Plasma samples used for determination of tHcy, vitamin B6 (plasma pyridoxal 5'-phosphate), and high-sensitivity C-reactive protein (hs-CRP) were stored at –40°C. Batches of 100 to 150 samples were shipped on dry ice to Oxford, UK, and Cambridge, UK, for analysis. Plasma tHcy concentrations were determined at the University of Oxford (Pharmacology Department) using a fluorescence polarization immunoassay (Axis-Shield, Dundee, UK) on an Abbott IMx auto-analyzer (Abbott Laboratories, Chicago, IL,USA) (32). The coefficient of variation for the tHcy assays was less than 3.5%.

Vitamin B6 (plasma pyridoxal 5'-phosphate) and hs-CRP concentrations were determined at the Medical Research Council Human Nutrition Research Laboratory, Cambridge, UK. For vitamin B6, a Waters Empower 2010-controlled high-performance liquid chromatography (HPLC) system (Watford, UK) and a Waters 474 Scanning Florescence Detector was used. The HPLC system is a Waters 2695 Alliance separation module (Waters Symmetry Shield RP8, 5 µm, 4.6 x 250 mm). Assay control is via a dual-level lyophilized standard from ChromSystems diagnostics by HPLC. Coefficients of variation for the plasma pyridoxal 5'-phosphate assays were 3.75% or less (33). Plasma hs-CRP was determined by a latex particle enhanced turbidimetric immunoassay technique (34). The Flex reagent cartridge was used on the Dimension clinical chemistry system.

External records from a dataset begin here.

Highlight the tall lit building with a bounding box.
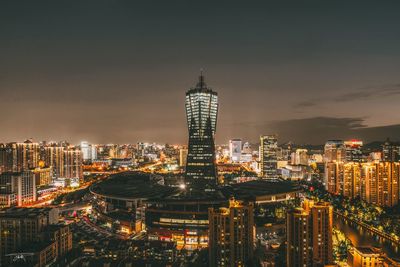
[208,199,254,267]
[186,74,218,189]
[286,199,333,267]
[347,247,383,267]
[336,162,362,198]
[229,139,242,162]
[44,144,65,178]
[0,140,39,172]
[344,139,363,162]
[382,139,400,162]
[361,162,400,207]
[291,148,308,166]
[0,171,37,206]
[324,140,346,191]
[179,148,188,167]
[324,140,346,162]
[64,148,83,181]
[81,141,92,161]
[260,135,278,179]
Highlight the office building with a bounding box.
[179,148,188,167]
[290,149,308,166]
[229,139,242,162]
[382,139,400,162]
[260,135,278,179]
[185,74,218,190]
[324,140,346,162]
[344,139,363,162]
[286,199,333,267]
[208,199,254,267]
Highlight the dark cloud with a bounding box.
[252,117,400,144]
[293,83,400,108]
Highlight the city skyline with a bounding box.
[0,1,400,144]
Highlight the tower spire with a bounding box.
[197,68,206,88]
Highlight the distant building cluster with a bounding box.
[0,140,83,207]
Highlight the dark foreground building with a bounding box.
[186,74,218,190]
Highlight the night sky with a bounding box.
[0,0,400,144]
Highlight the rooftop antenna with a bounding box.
[199,68,206,88]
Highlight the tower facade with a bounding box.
[185,74,218,189]
[260,135,278,179]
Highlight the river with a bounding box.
[333,215,400,258]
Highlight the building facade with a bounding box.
[185,74,218,190]
[208,199,254,267]
[286,199,333,267]
[260,135,278,179]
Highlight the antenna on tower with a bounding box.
[198,68,206,88]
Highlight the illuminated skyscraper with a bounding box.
[186,74,218,189]
[260,135,278,179]
[344,139,363,162]
[64,148,83,181]
[229,139,242,162]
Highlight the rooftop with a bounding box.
[90,172,174,199]
[222,179,301,200]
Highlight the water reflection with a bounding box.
[334,216,400,258]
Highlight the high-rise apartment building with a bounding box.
[325,161,400,207]
[286,200,333,267]
[324,140,346,191]
[0,140,40,172]
[361,162,400,207]
[229,139,242,162]
[208,199,254,267]
[44,144,66,178]
[0,208,68,266]
[185,74,218,190]
[344,139,363,162]
[0,171,37,206]
[335,162,362,198]
[260,135,278,179]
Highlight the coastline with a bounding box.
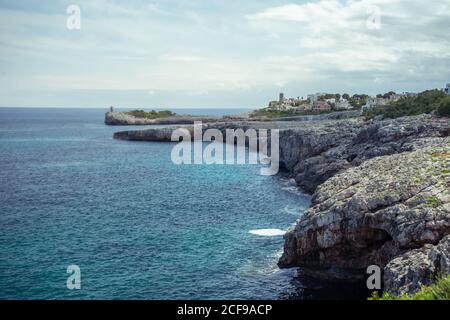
[110,115,450,294]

Standard apolipoprotein E (ApoE) genotyping, using polymerase chain reaction (PCR) and restriction enzyme digest with Hhal (35) was done at the Neuroscience Division, Medical School, University of Birmingham, UK. DNA was extracted from buffy coats using a chemical purification method (DNA isolation kit, Roche). Extracted DNA was used in the PCR, using ABgene Mastermix containing 1.5 mmol/l MgCl2, 10% dimethyl sulfoxide (DMSO), and 1 µM of primers F4 and F6 each (Metabion) for the amplification of exon 4. Amplified products were digested with Hha1 (Roche) following the protocol from the supplier. Digested products were separated on agarose gel containing 0.83% multipurpose agarose and 2.67% Metaphore agarose and 1:10000 Gelstar (Cambrex). Results were viewed under ultraviolet light.

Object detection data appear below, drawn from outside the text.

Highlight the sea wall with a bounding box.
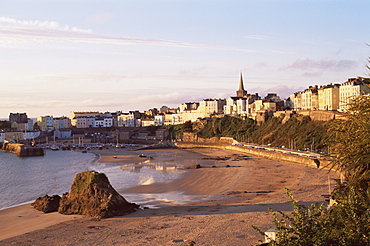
[2,144,45,157]
[175,142,329,168]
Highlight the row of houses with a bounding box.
[289,77,370,112]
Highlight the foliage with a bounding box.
[329,95,370,186]
[198,116,256,141]
[196,116,330,151]
[252,189,370,246]
[0,120,11,129]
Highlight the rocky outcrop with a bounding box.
[185,164,202,169]
[31,195,60,213]
[58,171,139,218]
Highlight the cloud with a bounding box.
[86,13,114,24]
[286,59,358,71]
[245,35,272,40]
[0,16,91,33]
[0,16,291,54]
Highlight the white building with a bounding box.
[338,77,370,111]
[53,116,72,129]
[93,117,113,127]
[37,115,54,131]
[117,111,141,127]
[72,117,95,128]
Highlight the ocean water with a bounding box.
[0,150,207,209]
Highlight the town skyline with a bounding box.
[0,0,370,118]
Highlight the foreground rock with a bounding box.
[31,195,60,213]
[58,171,139,218]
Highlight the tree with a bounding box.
[329,95,370,184]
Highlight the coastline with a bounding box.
[0,149,337,245]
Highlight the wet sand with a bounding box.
[0,149,337,246]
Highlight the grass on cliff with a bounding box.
[187,116,331,152]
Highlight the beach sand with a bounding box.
[0,149,338,246]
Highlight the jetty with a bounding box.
[1,143,45,157]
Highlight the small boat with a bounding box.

Neuropsychological Battery
The test battery is described in Table 2. It was designed to measure a wide range of cognitive abilities (36) and has been employed in studies relating hypertension and other risk factors to cognitive performance (e.g., 29,30). The factor loadings shown are discussed in the factor analytic section below.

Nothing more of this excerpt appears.